# speaker replacement pioneer vs base



## XtremeRevolution (Jan 19, 2012)

ozarkkawi said:


> looking to get a ECO MT in the next few days. local dealer has 2 2013's and a 2012. one 2013 has pioneer other two are base system. of course the pioneer sounds a bit better, but i always seem to eventually replacing OEM speakers. Would like to hear from owners who have replaced speakers in each and the results. What is the impedance of the pioneer speakers? Is the pioneer amp good enough to realize potential of better components up front? Thanks.


If you plan on replacing the speakers, get the base sound. The Pioneer speakers are all weird. I believe it was 2.5ohms up front, 4 ohms rear, and 2 ohms or 1.5 ohms for the rear deck. The Pioneer system is significantly more difficult to upgrade.

Sent from my myTouch_4G_Slide using AutoGuide.Com Free App


----------



## Patman (May 7, 2011)

What speakers(door) do you recommend to replace stock speakers with for a car with the base system?


----------



## XtremeRevolution (Jan 19, 2012)

Patman said:


> What speakers(door) do you recommend to replace stock speakers with for a car with the base system?

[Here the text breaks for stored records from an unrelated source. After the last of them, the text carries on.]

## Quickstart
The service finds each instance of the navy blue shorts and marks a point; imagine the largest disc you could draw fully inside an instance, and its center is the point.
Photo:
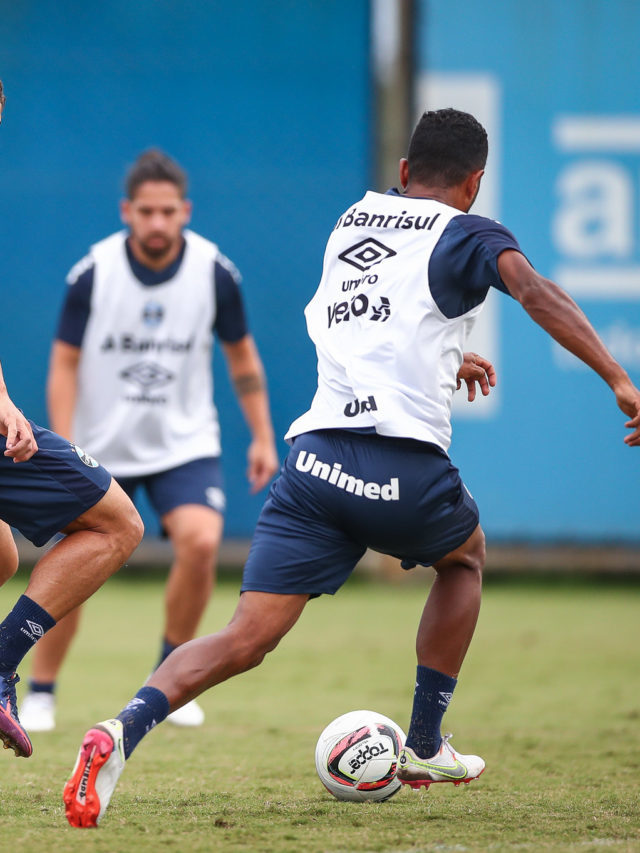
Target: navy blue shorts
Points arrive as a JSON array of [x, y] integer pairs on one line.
[[197, 482], [41, 496], [340, 492]]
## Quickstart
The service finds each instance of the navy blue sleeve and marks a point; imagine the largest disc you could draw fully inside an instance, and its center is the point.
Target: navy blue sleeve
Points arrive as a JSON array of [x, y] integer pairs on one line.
[[231, 322], [464, 263], [76, 307]]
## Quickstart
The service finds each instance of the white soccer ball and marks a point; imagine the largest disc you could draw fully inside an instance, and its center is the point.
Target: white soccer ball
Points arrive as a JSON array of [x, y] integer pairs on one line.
[[357, 757]]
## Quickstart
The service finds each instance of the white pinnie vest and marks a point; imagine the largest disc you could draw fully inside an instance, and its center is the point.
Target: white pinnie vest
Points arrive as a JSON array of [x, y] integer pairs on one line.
[[145, 385], [387, 356]]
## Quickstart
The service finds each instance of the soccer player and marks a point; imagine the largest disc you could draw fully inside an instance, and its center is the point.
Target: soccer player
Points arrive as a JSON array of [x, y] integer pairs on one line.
[[405, 275], [131, 382], [54, 487]]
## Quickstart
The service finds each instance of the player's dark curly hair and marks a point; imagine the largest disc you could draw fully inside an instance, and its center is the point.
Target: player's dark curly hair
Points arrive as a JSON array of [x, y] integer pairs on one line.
[[446, 146], [155, 165]]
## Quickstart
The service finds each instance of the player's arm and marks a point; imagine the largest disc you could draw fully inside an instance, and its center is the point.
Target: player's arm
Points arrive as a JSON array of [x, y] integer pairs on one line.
[[64, 361], [553, 309], [247, 375], [20, 444], [62, 387]]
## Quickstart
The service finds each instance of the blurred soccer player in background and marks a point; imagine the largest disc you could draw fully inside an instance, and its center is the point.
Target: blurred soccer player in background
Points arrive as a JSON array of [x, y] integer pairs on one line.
[[131, 381], [405, 275], [54, 487]]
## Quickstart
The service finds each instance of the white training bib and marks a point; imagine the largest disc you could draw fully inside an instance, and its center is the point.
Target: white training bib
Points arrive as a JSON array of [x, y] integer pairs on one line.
[[145, 385], [387, 356]]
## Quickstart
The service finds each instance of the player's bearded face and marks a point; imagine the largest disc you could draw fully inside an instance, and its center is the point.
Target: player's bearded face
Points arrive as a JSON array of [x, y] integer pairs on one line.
[[156, 216]]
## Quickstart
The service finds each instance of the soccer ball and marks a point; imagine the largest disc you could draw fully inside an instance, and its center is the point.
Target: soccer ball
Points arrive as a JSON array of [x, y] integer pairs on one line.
[[357, 757]]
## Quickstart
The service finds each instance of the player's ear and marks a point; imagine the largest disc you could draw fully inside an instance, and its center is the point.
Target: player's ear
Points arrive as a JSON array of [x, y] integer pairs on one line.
[[125, 210], [472, 186], [403, 171]]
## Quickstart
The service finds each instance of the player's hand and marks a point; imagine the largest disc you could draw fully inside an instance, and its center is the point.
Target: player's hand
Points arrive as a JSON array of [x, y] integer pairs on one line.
[[628, 399], [21, 445], [262, 463], [475, 368]]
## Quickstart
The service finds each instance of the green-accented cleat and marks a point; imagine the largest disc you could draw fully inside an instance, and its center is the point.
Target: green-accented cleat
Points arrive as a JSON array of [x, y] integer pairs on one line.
[[446, 765]]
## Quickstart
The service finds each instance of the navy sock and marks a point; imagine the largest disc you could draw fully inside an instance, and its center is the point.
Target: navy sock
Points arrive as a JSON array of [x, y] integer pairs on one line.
[[147, 708], [431, 698], [22, 628], [42, 686], [165, 651]]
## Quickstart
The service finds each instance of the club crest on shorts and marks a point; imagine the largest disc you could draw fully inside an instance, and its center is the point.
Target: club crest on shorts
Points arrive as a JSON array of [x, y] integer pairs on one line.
[[88, 460]]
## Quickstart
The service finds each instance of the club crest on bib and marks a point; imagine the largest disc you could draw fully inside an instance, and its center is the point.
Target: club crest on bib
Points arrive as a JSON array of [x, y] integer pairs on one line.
[[88, 460]]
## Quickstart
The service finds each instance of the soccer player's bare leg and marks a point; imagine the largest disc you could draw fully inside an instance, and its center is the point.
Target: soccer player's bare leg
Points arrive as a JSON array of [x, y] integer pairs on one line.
[[260, 621], [451, 611], [96, 545], [195, 532], [444, 633], [8, 553]]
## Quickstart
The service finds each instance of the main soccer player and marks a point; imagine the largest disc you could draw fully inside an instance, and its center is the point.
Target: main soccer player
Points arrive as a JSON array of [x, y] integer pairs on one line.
[[131, 382], [54, 487], [405, 275]]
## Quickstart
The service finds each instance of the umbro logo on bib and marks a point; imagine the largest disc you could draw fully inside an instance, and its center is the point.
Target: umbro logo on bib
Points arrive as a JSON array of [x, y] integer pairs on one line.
[[366, 253]]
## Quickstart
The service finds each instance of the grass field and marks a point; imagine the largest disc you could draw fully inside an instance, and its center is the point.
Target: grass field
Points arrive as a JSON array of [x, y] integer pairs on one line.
[[549, 696]]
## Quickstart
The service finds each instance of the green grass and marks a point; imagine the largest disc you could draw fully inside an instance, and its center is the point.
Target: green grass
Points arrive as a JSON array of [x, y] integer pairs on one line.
[[549, 696]]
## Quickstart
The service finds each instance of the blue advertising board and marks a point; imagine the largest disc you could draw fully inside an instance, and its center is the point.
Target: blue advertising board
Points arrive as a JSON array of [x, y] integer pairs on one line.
[[267, 105], [556, 85]]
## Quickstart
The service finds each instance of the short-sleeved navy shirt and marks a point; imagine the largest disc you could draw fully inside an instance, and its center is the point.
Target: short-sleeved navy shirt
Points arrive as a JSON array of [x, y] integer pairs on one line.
[[464, 263], [230, 324]]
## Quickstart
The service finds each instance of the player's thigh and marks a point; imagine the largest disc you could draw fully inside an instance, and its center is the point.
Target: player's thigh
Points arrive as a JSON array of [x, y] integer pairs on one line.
[[48, 492], [471, 554], [113, 513], [266, 617]]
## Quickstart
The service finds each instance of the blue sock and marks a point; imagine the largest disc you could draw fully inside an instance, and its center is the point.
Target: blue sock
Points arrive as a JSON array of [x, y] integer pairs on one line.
[[22, 628], [165, 651], [147, 708], [431, 698]]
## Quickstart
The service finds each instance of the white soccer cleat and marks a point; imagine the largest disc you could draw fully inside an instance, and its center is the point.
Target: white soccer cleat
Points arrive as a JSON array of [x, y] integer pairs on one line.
[[190, 714], [38, 712], [95, 775], [446, 765]]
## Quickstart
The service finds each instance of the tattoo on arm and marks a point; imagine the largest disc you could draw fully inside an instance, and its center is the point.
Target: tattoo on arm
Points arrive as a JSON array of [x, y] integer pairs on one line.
[[248, 383]]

Without an external amplifier, none. Some may have differing recommendations, but the stock system doesn't have enough power, and you are extremely unlikely to find higher sensitivity speakers without spending quite a bit of money, at which point you can afford an external amp. 

The money saved by going with the base system over the Pioneer system can be used to put together a very nice front sound stage and pay for a good part of the subwoofer setup. 

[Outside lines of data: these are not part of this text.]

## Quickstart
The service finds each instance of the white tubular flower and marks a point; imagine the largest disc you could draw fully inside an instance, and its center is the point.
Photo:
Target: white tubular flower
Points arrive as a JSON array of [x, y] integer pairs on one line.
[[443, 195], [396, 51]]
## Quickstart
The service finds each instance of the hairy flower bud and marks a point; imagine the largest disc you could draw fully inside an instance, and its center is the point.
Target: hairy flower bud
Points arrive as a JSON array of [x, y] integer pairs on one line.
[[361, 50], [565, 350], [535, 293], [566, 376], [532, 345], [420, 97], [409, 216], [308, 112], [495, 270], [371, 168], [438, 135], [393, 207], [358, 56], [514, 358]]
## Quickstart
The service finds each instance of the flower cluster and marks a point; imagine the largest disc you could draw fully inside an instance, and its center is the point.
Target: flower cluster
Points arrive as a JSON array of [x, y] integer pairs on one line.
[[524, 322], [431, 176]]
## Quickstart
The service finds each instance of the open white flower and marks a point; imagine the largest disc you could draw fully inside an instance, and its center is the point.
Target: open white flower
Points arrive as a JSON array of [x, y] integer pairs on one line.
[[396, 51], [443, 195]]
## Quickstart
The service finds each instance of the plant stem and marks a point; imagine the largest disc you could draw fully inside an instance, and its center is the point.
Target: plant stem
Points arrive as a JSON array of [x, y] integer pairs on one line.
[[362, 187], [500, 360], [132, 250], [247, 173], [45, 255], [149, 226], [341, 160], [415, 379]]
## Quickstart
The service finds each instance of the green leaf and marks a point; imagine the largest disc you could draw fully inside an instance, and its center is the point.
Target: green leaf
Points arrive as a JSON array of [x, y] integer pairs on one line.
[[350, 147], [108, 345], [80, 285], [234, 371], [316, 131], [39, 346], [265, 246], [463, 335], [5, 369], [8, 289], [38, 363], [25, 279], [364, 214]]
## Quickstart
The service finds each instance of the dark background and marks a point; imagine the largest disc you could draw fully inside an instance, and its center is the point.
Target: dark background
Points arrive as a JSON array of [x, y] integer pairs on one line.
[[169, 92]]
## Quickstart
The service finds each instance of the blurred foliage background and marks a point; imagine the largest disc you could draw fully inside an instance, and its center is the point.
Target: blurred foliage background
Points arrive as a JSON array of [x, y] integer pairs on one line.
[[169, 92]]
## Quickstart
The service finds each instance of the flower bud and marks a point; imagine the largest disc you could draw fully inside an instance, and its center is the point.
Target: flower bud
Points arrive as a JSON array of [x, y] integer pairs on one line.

I spent $1000 on my entire system including wiring, and I would not hesitate to claim I have the best sounding Cruze on this board. Those who have heard it will vouch for that. If you were to buy the upgraded Pioneer system and spend extra money on speakers, you'd end up very close to what I spent on my entire system.

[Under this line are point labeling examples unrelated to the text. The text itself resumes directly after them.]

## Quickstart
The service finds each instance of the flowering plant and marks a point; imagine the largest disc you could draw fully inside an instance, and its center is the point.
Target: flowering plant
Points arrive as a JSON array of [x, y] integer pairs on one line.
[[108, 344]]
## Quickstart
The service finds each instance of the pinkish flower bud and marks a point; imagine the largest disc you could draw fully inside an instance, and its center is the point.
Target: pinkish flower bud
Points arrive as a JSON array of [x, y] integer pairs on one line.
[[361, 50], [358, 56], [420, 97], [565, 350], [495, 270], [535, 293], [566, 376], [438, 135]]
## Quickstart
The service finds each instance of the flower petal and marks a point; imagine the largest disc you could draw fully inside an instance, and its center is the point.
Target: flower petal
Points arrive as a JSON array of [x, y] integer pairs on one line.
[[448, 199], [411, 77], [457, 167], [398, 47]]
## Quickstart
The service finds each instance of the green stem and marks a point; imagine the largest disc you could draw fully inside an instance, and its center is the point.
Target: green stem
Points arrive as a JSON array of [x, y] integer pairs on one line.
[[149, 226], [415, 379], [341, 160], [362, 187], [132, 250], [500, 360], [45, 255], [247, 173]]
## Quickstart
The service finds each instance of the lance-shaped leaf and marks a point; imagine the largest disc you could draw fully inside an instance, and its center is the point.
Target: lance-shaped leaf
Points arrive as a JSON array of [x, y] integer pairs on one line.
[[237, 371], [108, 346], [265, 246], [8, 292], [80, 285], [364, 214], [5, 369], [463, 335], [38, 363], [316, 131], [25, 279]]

Sent from my myTouch_4G_Slide using AutoGuide.Com Free App


----------



## pntballer925 (Feb 27, 2011)

to the OP, I have some speaker adapters for the doors that you'll need to put aftermarket speakers in. I'd be willing to give them to you. I ordered too many when I got them lol


----------



## cruze16ls (May 4, 2012)

XtremeRevolution said:


> [...]
> 
> I spent $1000 on my entire system including wiring, and I would not hesitate to claim I have the best sounding Cruze on this board. Those who have heard it will vouch for that. If you were to buy the upgraded Pioneer system and spend extra money on speakers, you'd end up very close to what I spent on my entire system.
> 
> Sent from my myTouch_4G_Slide using AutoGuide.Com Free App


let me correct you, WE have the best sounding cruze, you in america I in italy


----------



## 2016 chev cruze (Oct 15, 2021)

I have a 2016 Cruze limited with pioneer speakers, they’re garbage, going to install kenwood speakers and throw those garbage speakers in the trash....they’re really bad! I think Chevy got a bad deal with pioneer!


----------